Mêlants leurs cris perçants & leurs larmes aux siennes,

Vont au-devant d'Hector d'un pas précipité :

Par le triste concours le char est arrêté.

Mais c'est au cœur d'Hecube, à l'ame d'Andromaque

Que ce spectacle porte une plus vive attaque ;

Elles remplissent l'air de leurs, cris douloureux ;

Se meurtrissent le sein, s'arrachent les cheveux ;

La douleur de Priam s'en aigrit davantage  

Les larmes inondoient son auguste visage ;

De la même douleur tous les cœurs sont saisis ;

On eût dit que chacun avoit perdu son fils.

 

   Priam n'ouvre qu'à peine une foule empressée,

A flots tumultueux au-tour du char poussée ;

Ce peuple pour Hector redoublant ses regrets,

S'envioit la douceur de le  voir de plus près.

 

    On arrive au Palais : là, sur un lit funèbre 

On expose d'Hector la dépouille célèbre ;

Rangez au-tour de lui, les Sacrificateurs

Mêloient leurs tristes chants aux cris des spectateurs.

Andromaque s'approche on s'ouvre, on lui fait place,

Elle regrette ainsi le Héros qu'elle embrasse :

 

   O Ciel ! en quel état Hector, je te revoi !

Tu n'es plus, cher époux ; tout est fini pour moi.

Eh ! que vont devenir & le fils & la mere !

Je n'ai plus mon Hector ; mon fils n'a plus de pere.

Quels seront nos Destins ? car hélas ! aujourd'hui

Ilion comme nous a perdu son appui.

Plus d'Hector ! Que de maux ce seul malheur entraîne !

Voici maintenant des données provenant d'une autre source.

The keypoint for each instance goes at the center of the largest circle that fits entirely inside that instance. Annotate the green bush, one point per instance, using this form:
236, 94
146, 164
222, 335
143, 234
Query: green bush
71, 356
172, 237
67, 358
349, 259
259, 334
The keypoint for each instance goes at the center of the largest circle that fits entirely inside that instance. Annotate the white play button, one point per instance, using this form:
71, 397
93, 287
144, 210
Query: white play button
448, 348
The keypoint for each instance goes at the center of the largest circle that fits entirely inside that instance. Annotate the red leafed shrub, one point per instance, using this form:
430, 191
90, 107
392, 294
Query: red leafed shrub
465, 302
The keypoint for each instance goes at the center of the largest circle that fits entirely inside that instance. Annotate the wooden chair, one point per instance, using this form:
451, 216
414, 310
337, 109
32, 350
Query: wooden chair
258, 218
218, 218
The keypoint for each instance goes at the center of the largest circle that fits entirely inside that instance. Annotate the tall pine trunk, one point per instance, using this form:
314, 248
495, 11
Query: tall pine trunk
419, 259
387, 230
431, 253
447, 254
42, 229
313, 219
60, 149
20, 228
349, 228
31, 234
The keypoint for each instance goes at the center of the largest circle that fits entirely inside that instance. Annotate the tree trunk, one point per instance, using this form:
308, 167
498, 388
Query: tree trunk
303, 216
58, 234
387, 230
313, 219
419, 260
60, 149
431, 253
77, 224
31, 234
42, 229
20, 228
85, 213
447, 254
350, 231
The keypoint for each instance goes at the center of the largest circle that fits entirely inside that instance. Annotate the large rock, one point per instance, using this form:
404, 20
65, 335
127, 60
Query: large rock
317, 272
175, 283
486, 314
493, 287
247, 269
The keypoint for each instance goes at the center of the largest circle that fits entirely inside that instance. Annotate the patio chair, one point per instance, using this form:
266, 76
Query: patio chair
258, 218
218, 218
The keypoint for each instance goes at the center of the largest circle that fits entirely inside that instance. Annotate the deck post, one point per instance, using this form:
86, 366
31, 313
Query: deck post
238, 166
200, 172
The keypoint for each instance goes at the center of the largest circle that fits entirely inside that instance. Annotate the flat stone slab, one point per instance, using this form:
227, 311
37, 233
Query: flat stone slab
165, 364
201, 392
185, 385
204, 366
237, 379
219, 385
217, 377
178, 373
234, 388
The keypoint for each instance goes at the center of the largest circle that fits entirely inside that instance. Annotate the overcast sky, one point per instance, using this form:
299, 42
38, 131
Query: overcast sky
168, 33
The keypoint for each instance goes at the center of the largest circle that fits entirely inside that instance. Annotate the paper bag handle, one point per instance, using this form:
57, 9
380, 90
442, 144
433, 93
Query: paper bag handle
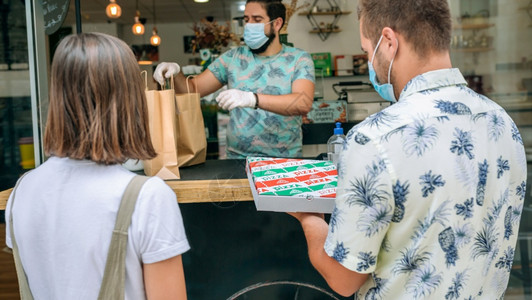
195, 84
145, 74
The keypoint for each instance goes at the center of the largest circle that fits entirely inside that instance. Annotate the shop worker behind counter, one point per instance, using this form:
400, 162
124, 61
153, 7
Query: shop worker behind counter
270, 86
431, 189
65, 210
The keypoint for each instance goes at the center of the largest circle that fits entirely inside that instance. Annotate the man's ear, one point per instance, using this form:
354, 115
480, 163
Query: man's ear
389, 41
278, 24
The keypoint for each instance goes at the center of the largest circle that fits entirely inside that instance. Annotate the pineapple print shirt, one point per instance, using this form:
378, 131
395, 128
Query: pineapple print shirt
430, 193
258, 132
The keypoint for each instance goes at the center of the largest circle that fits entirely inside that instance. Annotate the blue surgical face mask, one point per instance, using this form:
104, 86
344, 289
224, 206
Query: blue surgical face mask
254, 35
384, 90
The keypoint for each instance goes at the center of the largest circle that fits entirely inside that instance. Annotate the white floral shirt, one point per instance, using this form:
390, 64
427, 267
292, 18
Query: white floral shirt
430, 193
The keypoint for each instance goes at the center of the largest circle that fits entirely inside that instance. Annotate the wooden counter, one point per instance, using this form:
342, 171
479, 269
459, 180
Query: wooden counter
214, 181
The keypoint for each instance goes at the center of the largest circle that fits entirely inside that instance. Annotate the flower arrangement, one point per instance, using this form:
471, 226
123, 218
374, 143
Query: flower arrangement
291, 9
211, 35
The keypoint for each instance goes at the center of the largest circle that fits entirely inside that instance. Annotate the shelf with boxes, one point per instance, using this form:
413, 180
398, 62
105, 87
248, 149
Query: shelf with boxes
319, 26
474, 42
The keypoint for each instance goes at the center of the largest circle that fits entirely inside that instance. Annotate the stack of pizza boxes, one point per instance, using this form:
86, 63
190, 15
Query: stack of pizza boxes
292, 185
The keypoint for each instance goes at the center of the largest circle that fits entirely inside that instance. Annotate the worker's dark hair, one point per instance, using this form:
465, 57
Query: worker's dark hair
274, 8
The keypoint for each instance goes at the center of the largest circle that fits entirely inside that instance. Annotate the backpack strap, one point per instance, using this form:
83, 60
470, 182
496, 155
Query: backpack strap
113, 282
24, 288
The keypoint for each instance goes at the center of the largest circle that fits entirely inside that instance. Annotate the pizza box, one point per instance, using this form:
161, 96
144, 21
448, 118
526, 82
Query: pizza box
292, 185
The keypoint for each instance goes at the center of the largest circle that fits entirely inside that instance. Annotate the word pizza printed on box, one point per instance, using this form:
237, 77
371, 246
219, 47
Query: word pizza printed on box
292, 185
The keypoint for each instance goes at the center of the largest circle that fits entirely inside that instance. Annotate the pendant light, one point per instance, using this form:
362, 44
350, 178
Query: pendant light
138, 27
144, 59
113, 10
155, 40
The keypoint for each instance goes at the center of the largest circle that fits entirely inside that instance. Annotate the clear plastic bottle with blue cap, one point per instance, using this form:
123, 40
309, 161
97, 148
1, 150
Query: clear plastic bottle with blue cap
335, 144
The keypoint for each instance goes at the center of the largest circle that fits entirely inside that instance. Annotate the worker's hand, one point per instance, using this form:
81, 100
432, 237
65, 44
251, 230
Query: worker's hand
233, 98
165, 70
301, 217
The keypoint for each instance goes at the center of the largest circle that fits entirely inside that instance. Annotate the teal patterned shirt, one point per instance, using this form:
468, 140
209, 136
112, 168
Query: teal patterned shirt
430, 194
258, 132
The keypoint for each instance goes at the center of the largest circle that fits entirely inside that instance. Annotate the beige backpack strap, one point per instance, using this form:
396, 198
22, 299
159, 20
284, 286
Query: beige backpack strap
114, 276
24, 287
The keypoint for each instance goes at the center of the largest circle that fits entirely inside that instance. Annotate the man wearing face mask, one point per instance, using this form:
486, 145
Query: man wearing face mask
270, 86
431, 189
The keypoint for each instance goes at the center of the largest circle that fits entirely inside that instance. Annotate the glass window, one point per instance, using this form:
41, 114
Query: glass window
492, 45
16, 134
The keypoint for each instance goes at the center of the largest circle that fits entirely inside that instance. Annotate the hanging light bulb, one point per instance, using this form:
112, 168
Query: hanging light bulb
113, 10
144, 59
138, 28
155, 40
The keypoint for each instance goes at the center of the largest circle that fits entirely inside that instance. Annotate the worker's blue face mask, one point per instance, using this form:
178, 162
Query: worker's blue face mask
254, 35
384, 90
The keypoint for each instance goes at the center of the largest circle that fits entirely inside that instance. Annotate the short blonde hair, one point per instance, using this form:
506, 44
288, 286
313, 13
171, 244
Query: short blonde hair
426, 24
97, 105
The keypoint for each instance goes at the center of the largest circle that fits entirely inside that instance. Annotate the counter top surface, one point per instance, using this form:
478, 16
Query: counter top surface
213, 181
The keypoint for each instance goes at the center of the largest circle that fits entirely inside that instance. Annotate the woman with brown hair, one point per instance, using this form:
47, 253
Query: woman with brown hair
65, 209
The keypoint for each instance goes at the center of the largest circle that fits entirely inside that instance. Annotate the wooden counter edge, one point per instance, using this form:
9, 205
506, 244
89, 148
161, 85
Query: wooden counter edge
193, 191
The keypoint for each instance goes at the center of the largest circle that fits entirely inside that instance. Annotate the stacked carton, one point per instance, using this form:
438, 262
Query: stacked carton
281, 184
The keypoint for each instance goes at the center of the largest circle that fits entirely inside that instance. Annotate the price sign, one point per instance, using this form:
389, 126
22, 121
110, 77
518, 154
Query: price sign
54, 12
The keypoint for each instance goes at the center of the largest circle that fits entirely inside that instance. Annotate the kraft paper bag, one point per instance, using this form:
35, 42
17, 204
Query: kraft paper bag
163, 132
191, 139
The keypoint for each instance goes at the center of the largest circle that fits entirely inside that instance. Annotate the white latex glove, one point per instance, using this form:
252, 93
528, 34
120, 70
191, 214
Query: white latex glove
232, 98
165, 70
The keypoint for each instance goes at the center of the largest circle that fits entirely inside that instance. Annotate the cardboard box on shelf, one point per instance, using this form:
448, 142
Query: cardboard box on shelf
360, 64
322, 64
343, 65
292, 185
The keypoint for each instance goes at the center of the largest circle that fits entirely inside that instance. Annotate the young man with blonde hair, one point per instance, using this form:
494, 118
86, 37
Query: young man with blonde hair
431, 189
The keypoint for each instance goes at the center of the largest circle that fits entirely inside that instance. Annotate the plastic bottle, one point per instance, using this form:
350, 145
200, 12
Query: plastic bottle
335, 144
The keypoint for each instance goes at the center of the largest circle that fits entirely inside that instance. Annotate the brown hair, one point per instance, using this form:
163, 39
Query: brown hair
97, 103
426, 24
274, 8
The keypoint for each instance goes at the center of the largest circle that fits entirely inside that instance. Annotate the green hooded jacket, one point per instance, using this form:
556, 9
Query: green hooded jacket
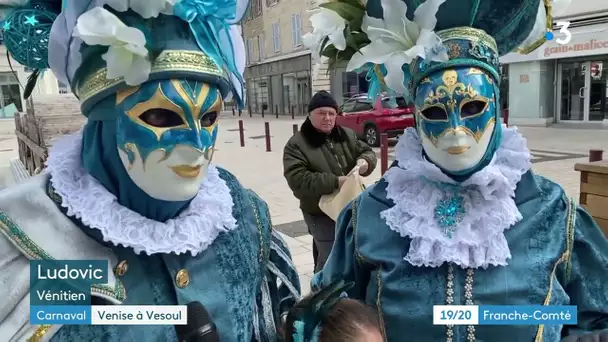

Mon fils tu vas gémir d'une honteuse chaîne ;

Et peut-être, pour comble, un vainqueur inhumain,  

Va porter à mes yeux le poignard dans ton sein ;

Il vangera la mort ou d'un fils ou d'un frere

Tombé dans les combats sous les coups de ton pere

Des pleurs qu'il leur coûta ton sang sera le prix :

Oui, tes exploits, Hector, ont condamné ton fils.

O mère infortunée ! ô déplorable femme !

Je n'ai pu, cher époux, recueillir ta grande ame ;

Tu n'es plus ; & ma main n'a point fermé tes yeux ;

Le Sort nous a privez de nos derniers adieux.

Sort cruel ! quelques mots de ta bouche expirante 

Eussent en ces moments consolé ton amante ;

Du moins toujours fidelle à m'en entretenir,

Je nourrirois mes pleurs d'un si cher souvenir,

Et j'en occuperois les restes d'une vie,

Où ton fils tient encor Andromaque asservie.

Moi, vivre sans Hector ! Eh comment... A ces mots

La parole lui manque & cède à ses sanglots.

 

   Comme elle Hécube en proye aux plus vives allarmes,

Se jette sur son, fils, l'inonde de ses larmes,

Ne formant qu'à demi quelques mots échappez,

De cris & de soupirs vingt fois entrecoupez.

 

   Hélene à cet objet désolée & confuse,

De la mort du Héros elle-même s'accuse ;

Des plus sinceres pleurs ses yeux son carrosez,

Et la font plaindre encor des maux qu'elle a causez.

 

   Ce deuil dure dix jours, sans que rien interrompe

Tout le temps accordé pour la lugubre pompe.

Achille tint au Roi ce qu'il avoir promis.

Sur le bûcher fatal enfin Hector est mis ;

On fait le sacrifice ; on recueille sa cendre ;

Mais lorsque dans la tombe on voit l'urne descendre,

Quels cris frappent les airs ! plus d'Hector !  plus d'appui !

Il semble qu'Ilion disparoit avec lui.